De resto, Barcelona foi dominada pela Realidade Virtual (RV). Os fabricantes abraçaram, de vez, as experiências imersivas e são muitos os que aproveitaram para mostrar novos óculos e mais conteúdos. Além da surpreendente apresentação da Samsung (sobre a qual escrevi a semana passada), o principal destaque vai para os VIVE, da HTC. Os óculos que permitem aquela que é a melhor experiência de Realidade Virtual do mercado chegam este ano às lojas a custar 799 dólares. A data ainda não está totalmente decidida, nem foi revelado a que mercados vai o dispositivo chegar primeiro.

No entanto, se tiver uma transição direta para euros, dar 800 euros por um sistema de entretimento que vai obrigar a mudar o computador lá de casa é um esforço demasiado elevado para a maioria dos consumidores que tenham no bolso um smartphone que já é capaz de entrar na Realidade Virtual por 20 euros – o preço de uns óculos cardboard, da Google (veja AQUI https://www.google.com/get/cardboard/get-cardboard/ ). Aliás, a estratégia dos fabricantes de telefones é diferente. A Samsung e a Alcatel, por exemplo, vão oferecer os óculos na compra de um novo terminal, topo de gama.

Os fabricantes deram mais um passo para completar o ecossistema da RV ao lançarem câmaras que permitem fazer vídeos em 360° e que, nas mãos dos utilizadores, vão ser o motor para a proliferação de conteúdos. E a questão dos conteúdos é central no possível sucesso da RV. Afinal, de que serve ter um televisor de Ultra Alta Definição se os filmes ainda não estão nesse formato? A analogia é a mesma para a RV. Por muito boa vontade que os fabricantes de telefones tenham, e têm, em fazer o push da Realidade Virtual, os utilizadores só vão embarcar se existirem conteúdos para ver. Caso contrário, os óculos não se justificam. E é esse o desafio que se segue aos produtores de jogos e de conteúdos de vídeo, que têm aqui uma grande oportunidade para ganhar dinheiro. Os fabricantes têm a parte mais fácil: continuar melhorar o desempenho dos terminais para que a experiência de visualização seja mais confortável e realista.

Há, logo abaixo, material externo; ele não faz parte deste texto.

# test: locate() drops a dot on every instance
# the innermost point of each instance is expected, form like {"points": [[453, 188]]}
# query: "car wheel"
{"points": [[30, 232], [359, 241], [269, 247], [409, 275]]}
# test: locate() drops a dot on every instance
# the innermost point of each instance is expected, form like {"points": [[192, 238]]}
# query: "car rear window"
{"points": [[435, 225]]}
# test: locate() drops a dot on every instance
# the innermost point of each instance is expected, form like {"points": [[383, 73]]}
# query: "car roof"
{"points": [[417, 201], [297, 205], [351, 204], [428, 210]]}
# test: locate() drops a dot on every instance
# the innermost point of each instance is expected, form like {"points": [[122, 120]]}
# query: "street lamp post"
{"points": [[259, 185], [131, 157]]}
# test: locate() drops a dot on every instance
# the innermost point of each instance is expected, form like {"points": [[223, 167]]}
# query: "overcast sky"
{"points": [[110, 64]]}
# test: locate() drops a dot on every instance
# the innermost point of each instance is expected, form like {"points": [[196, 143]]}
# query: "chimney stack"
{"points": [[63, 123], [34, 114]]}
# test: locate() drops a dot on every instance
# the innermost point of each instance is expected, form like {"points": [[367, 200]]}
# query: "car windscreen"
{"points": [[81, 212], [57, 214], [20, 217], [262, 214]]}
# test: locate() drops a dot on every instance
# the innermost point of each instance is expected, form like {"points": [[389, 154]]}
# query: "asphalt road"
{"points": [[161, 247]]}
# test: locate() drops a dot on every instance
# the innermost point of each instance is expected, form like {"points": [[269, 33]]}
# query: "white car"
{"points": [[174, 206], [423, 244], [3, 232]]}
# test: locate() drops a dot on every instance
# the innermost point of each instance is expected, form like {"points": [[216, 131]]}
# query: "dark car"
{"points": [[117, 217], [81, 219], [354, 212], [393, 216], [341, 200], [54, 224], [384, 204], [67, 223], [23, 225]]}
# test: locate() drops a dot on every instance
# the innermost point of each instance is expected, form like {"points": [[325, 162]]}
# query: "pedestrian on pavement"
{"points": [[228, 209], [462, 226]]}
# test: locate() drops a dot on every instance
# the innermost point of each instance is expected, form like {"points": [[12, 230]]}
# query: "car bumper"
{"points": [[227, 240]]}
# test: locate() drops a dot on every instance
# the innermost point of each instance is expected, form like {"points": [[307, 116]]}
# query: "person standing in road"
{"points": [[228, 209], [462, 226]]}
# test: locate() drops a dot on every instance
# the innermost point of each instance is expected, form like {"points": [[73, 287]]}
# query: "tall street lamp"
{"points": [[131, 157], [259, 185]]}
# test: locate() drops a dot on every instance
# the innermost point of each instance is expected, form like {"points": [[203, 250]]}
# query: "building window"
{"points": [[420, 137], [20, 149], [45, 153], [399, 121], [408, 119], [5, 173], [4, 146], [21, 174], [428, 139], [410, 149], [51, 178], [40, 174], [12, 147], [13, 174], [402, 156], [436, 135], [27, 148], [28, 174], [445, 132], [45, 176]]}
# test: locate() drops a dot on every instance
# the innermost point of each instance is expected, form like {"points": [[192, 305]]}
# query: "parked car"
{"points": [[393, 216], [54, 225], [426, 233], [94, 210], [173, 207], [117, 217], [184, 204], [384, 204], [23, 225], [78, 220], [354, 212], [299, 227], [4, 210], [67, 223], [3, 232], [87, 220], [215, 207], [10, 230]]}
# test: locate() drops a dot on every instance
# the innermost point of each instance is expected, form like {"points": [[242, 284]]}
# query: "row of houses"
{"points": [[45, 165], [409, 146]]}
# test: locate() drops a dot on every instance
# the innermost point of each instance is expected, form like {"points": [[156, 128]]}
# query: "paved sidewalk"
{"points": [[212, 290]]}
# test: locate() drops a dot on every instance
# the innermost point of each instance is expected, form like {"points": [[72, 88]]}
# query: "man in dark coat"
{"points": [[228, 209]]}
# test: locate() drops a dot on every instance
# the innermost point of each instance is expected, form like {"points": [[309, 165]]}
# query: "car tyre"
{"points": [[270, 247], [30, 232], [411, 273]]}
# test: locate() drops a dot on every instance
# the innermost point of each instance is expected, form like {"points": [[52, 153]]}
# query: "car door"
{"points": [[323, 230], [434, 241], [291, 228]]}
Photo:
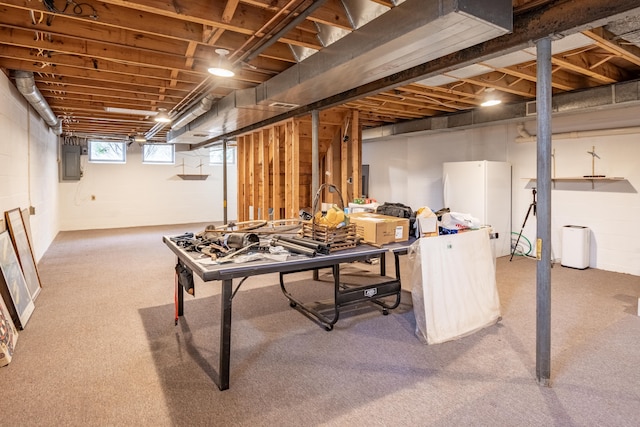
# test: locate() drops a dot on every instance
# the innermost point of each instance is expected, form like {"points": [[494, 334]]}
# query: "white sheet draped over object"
{"points": [[454, 285]]}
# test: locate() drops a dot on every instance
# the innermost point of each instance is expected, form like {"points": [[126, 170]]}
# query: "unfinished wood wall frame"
{"points": [[275, 164]]}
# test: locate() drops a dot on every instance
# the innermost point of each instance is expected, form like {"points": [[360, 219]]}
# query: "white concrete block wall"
{"points": [[28, 165], [137, 194]]}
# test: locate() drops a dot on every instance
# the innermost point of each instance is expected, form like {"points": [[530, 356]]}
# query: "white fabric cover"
{"points": [[454, 285]]}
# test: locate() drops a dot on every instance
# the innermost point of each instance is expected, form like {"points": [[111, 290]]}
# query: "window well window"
{"points": [[159, 154], [107, 152], [215, 155]]}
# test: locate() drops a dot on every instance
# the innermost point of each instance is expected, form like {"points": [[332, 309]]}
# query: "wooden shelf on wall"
{"points": [[585, 178], [578, 179]]}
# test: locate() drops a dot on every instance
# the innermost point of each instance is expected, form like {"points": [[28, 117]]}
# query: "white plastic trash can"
{"points": [[575, 246]]}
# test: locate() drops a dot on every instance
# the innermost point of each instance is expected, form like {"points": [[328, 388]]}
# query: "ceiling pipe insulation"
{"points": [[26, 85]]}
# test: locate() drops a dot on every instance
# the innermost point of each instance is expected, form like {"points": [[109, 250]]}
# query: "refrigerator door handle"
{"points": [[445, 190]]}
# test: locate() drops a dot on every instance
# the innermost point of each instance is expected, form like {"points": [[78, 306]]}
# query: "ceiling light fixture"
{"points": [[221, 66], [490, 98], [162, 116], [140, 139]]}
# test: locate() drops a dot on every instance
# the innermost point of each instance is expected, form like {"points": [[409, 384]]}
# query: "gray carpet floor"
{"points": [[101, 349]]}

As pistas que o Mobile World Congress deixa este ano para a futura evolução do mercado das tecnologias móveis são muito boas. Além das duas que refiro (e que são as principais) foi reconfortante ver que os pagamentos digitais avançam a bom ritmo, que os wearables continuam a evoluir e que a próxima geração de comunicações móveis (o 5G) espreita ao fundo do túnel e que vai ser a estrada onde vai circular a Internet das Coisas.

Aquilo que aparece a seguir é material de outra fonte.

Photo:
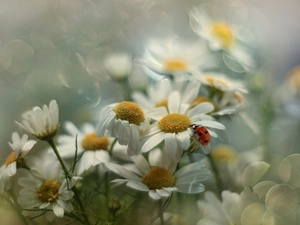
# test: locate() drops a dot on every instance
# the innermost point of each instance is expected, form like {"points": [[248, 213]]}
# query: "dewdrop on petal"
{"points": [[42, 123]]}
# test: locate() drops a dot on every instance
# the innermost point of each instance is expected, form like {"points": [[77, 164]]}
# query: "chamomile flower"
{"points": [[20, 146], [157, 94], [175, 57], [42, 123], [118, 65], [125, 121], [221, 35], [173, 126], [94, 150], [46, 188], [159, 179]]}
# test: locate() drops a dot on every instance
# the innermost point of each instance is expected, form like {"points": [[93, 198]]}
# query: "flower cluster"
{"points": [[167, 132]]}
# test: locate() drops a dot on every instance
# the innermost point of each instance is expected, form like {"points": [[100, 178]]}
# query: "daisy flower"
{"points": [[221, 35], [157, 94], [46, 188], [42, 123], [158, 178], [94, 149], [20, 146], [118, 65], [174, 57], [173, 126], [125, 121]]}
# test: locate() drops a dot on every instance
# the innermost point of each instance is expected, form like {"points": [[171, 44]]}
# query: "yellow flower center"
{"points": [[162, 103], [175, 65], [174, 123], [92, 142], [157, 178], [239, 97], [129, 111], [201, 99], [223, 32], [12, 158], [48, 191], [223, 153]]}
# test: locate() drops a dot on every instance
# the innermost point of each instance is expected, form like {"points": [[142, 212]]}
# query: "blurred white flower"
{"points": [[42, 123], [175, 57], [20, 146], [221, 35], [45, 188], [157, 94], [94, 149], [158, 178], [173, 125], [118, 65], [125, 121], [227, 92], [230, 210]]}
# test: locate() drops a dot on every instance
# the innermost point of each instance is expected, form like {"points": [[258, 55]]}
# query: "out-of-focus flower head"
{"points": [[221, 34], [175, 57], [46, 188], [94, 149], [226, 93], [233, 209], [42, 123], [157, 176], [157, 93], [20, 146], [118, 65]]}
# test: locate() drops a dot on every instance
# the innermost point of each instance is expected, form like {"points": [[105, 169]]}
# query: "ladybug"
{"points": [[201, 134]]}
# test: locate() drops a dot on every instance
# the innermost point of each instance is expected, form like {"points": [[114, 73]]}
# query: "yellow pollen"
{"points": [[223, 153], [175, 65], [92, 142], [162, 103], [48, 191], [130, 111], [201, 99], [238, 97], [12, 158], [157, 178], [174, 123], [213, 80], [223, 32]]}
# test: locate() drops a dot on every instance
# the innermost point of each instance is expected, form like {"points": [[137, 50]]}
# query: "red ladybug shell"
{"points": [[202, 135]]}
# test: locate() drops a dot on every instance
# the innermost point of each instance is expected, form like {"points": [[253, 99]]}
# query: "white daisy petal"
{"points": [[191, 188], [153, 141], [137, 185], [153, 194], [174, 102], [212, 124], [58, 210]]}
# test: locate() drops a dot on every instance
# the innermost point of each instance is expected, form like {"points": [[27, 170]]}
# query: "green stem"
{"points": [[76, 195], [14, 204], [52, 144], [160, 212], [68, 176], [219, 182], [112, 146]]}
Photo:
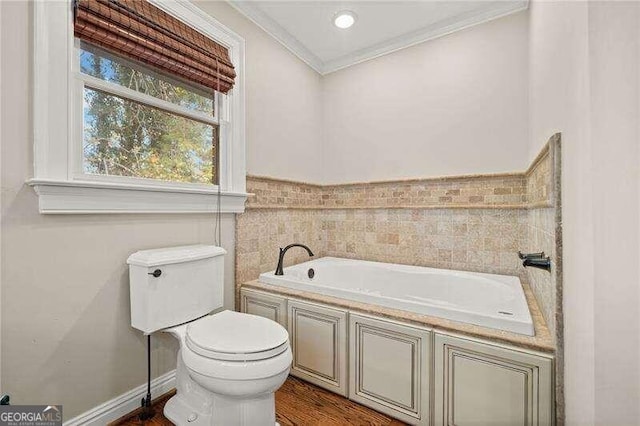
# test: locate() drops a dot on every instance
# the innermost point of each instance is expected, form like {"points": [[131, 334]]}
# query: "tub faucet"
{"points": [[279, 270]]}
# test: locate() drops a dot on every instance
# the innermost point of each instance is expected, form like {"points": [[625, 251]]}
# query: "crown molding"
{"points": [[430, 32], [276, 31]]}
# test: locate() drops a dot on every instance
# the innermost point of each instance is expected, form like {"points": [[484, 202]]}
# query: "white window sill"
{"points": [[86, 197]]}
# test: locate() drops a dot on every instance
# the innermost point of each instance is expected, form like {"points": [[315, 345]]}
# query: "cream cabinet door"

Ao fazer um direto radiofónico para Portugal, perguntaram-me: “E depois do smartphone? Já se consegue ver em Barcelona qual o dispositivo que o vai substituir?” A minha resposta não podia ser mais assertiva: nada vai ganhar o lugar do “telemóvel” nos próximos anos. As grandes tendências tecnológicas dependem dele para a centralização da recolha da informação obtida pelos milhões de sensores que nos vão rodear. Sim, o smartphone vai evoluir, mas tão cedo não deixará de ser um retângulo com ecrã tátil para onde olhamos centenas de vezes ao dia.